17. The page classification apparatus according to claim 15 or 16, wherein the acquiring module is further configured to acquire auxiliary information related to the foreground page after switching, the auxiliary information including at least one of semantic information of the target control, usage information of a physical device of the terminal device, and usage information of software of the terminal device, wherein the physical device includes at least one of a microphone, a speaker, and a camera, and the software includes an input method;

the classification module is also specifically configured to input attribute information of multiple groups of target controls and the auxiliary information into multiple input channels of a pre-trained classifier model respectively.

18. The page classification device of any of claims 11-17, wherein the type of target control comprises at least one of a button control, a text control, an image control, and an edit text control.

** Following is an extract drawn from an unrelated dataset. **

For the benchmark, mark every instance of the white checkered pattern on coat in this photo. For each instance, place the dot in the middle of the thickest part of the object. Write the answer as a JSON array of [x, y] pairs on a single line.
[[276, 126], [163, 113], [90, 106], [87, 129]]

19. The page classification device of any of claims 11-18, wherein the types of foreground pages include a communication class, a shopping class, a reading class, a video class, a game class, a music class, and other classes.

20. The page classification device of claim 11, wherein the acquisition module is further specifically configured to:

21. A terminal device comprising a memory and a processor, the memory being for storing a computer program; the processor is configured to perform the method of any of claims 1-10 when the computer program is invoked.

22. A computer readable storage medium for storing a computer program which, when executed by a computer, causes the terminal device to implement the method of any one of claims 1 to 10.